Teachers and tech: innovation inspires device use in class


Piper Hansen

As new technological devices and applications surface, more and more teachers throughout Manual have integrated them into their classes. 

Some teachers this year began utilizing smart phones and allowing students to use them during class to complete classwork and to look at online textbooks.

 Applications like Showbie and Edmodo are being used to complete work both in class and out, a number of teachers have also set up Quizlet accounts that make online flashcards that can be used to memorize, learn, and understand key terms.

Ms. Denee Walsh (French) is one teacher who began integrating more technology into her class.

“I like keeping up with the students,” Walsh said.

Ms. Walsh admits that she thinks that students rely on their smartphones more than she does and that makes it easier to reach students through technology than by doing things with pen and paper.

A lot of teachers disagree with integrating cell phones and other devices in classrooms and ask that students keep phones off and concealed in backpacks.

Some teachers who do not use cell phones inside class  use technology functions outside of class.

Most students agree that adding technology to enhance class curriculum is a good idea.

“Some of my teachers use other websites to send us announcements we might have missed in class,” Laurie Jonhatan (11,  J+C) said. “They also use remind, that sends texts to everyone about reminders,” she added.

By using smartphones to get to homework assignments and reading materials, the resources are more reachable to teenagers.

“It’s easy to access anywhere and everywhere,” Lilah Weiss (10, MST) said. “Technology also allows for more variety when it comes to ways to learn and retain information.”

Along with using Showbie, Ms. Lisa White (Science) uses OneNote and JCPS Online.

“It’s easier to keep track of things, from year to year and from day to day,” White said.

Having so many students with varying technology skill levels and knowledge, difficulties may arise.

“When everyone knows how to use the technology then it’s easy,” Jonhatan said. “But when the teacher introduces a new website that no one knows how to use, it just wastes class time having the teacher trying to figure it out.”

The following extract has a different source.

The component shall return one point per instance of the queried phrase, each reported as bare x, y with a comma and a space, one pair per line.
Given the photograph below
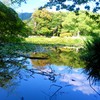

Along with the varying amount of technology knowledge, a lot of the best educational applications for smart phones cost money.

“Some of the better things cost money,” White said. “I get them free, but anybody else would have to pay for them. We don’t have money set aside for that kind of thing.”

Other problems including such as connectivity arise with students and teachers relying on technology to communicate.

“You don’t always have connection to the internet on your device, and sometimes technology doesn’t work and there’s no way around it,” Weiss said.